Sometimes, however, risk taking has its rewards. In another, less publicized criminal trial, a defense witness, who purported to be an eyewitness to the crime and gave testimony that the defendant was not the real perpetrator of the crime, was cross-examined about her eyesight. Good detective work revealed that the witness was very nearsighted, and yet the witness insisted from the witness stand that while she did not have her glasses on the night in question, she did not need those glasses. In fact, probably out of vanity, she did not use them on the witness stand either, and her eyesight was put to the test: When asked to read the red lettered sign over the door in the back of the courtroom from the witness stand, she had no trouble telling the jury, under oath, that she could easily see that the sign said “Exit.” Given the color of the sign and its location, that would not seem so hard even if someone were merely guessing. However, that was not the end of the eyesight exam. The witness was next asked to descend from the witness chair and move to the back of the courtroom, right under the “Exit” sign, and to face the judge and jury and read the sign behind the judge’s chair – “In God We Trust.” She was unable to do so, and her “eyewitness” testimony crumbled as the witness trudged back to the witness stand to the unmistakable murmur in the courtroom: “She couldn’t see. She couldn’t see.”

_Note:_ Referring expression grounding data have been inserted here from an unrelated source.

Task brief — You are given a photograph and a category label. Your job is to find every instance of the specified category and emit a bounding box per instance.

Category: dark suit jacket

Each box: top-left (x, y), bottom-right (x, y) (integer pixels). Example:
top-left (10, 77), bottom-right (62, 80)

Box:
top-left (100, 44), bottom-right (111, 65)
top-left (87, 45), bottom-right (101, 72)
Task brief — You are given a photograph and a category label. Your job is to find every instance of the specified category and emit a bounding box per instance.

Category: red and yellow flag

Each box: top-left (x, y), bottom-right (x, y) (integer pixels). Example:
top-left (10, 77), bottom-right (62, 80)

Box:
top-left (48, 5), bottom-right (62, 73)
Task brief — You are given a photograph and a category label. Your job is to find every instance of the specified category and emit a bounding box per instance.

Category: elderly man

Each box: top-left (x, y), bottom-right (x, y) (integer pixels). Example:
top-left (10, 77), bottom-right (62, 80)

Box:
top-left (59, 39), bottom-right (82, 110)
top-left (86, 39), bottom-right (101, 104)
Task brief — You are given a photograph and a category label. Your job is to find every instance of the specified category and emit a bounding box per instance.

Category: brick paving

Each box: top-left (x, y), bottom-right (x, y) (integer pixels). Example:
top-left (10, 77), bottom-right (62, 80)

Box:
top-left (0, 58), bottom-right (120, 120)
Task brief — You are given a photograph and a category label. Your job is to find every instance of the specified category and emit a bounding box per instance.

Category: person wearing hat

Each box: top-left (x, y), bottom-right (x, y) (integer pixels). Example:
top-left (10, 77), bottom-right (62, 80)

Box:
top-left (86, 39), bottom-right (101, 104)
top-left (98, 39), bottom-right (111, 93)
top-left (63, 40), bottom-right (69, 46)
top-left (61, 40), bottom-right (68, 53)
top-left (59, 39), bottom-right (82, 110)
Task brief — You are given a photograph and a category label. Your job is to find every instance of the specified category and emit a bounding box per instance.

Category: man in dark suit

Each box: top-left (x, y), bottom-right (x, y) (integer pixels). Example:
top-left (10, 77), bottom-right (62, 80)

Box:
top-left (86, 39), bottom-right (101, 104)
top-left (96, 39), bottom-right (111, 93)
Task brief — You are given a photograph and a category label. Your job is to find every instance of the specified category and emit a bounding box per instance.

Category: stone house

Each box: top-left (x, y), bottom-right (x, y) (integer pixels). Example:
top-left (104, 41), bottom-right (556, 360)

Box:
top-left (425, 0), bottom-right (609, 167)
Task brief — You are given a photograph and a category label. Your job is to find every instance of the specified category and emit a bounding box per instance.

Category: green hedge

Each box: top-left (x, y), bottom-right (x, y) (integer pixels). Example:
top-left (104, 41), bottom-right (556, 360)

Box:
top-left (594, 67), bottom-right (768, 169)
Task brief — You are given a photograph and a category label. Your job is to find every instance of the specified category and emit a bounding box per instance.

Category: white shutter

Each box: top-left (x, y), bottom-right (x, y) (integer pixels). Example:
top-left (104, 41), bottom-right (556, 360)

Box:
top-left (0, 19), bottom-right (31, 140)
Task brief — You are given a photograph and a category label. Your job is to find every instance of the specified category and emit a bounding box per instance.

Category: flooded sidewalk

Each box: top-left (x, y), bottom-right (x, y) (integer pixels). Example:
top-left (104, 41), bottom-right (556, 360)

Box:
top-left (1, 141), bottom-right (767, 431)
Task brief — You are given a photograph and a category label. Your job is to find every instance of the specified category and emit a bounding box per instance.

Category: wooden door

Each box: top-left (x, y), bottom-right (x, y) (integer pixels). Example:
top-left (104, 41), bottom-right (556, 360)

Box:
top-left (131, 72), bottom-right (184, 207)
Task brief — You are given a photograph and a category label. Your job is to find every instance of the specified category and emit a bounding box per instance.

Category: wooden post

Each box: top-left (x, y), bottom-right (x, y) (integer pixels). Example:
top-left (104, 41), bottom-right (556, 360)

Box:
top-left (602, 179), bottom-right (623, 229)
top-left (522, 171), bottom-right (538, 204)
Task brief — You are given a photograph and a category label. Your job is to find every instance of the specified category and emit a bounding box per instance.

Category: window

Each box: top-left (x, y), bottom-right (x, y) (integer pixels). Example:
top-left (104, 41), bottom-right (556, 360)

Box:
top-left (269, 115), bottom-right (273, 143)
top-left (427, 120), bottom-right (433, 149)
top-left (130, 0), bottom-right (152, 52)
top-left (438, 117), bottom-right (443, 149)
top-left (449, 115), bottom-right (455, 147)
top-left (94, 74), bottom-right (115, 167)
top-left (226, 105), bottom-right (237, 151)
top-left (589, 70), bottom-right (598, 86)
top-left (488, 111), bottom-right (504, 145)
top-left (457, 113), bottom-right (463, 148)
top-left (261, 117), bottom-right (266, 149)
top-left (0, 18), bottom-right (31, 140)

Even your own witness, carefully prepared and presumably ready to leap from the witness chair, can find the well of the courtroom filled with pitfalls and traps. See, e.g., Ballard v. River Fleets, Inc., 149 F.3d 829 (8th Cir. 1998) (affirming jury’s finding of contributory negligence where jury may have relied on plaintiff ’s in-court demonstration that revealed he improperly pulled a cable and subsequently suffered injury to his back); United States v. Salameh, 152 F.3d 88 (2d Cir. 1998) (witness stepped off the witness stand and erroneously identified two members of jury as suspects during in-court identification procedure).
The point of these examples is simple: Asking a witness to descend from the witness chair to the well of the courtroom can mean great success or doom your case to failure. It is helpful in keeping the jury engaged, and in conveying more about your witness than the mere words of his or her testimony. It can create problems, often serious ones, but if you have thought through the risks and rewards of taking this step and minimized the possibility of mistakes through witness preparation, it is often the best way to present your witness.
Mr. Kraus is a partner resident in the New York office of Sedgwick, Detert, Moran & Arnold LLP. This article was prepared with the assistance of Soo Kim, an associate in Sedgwick’s New York office.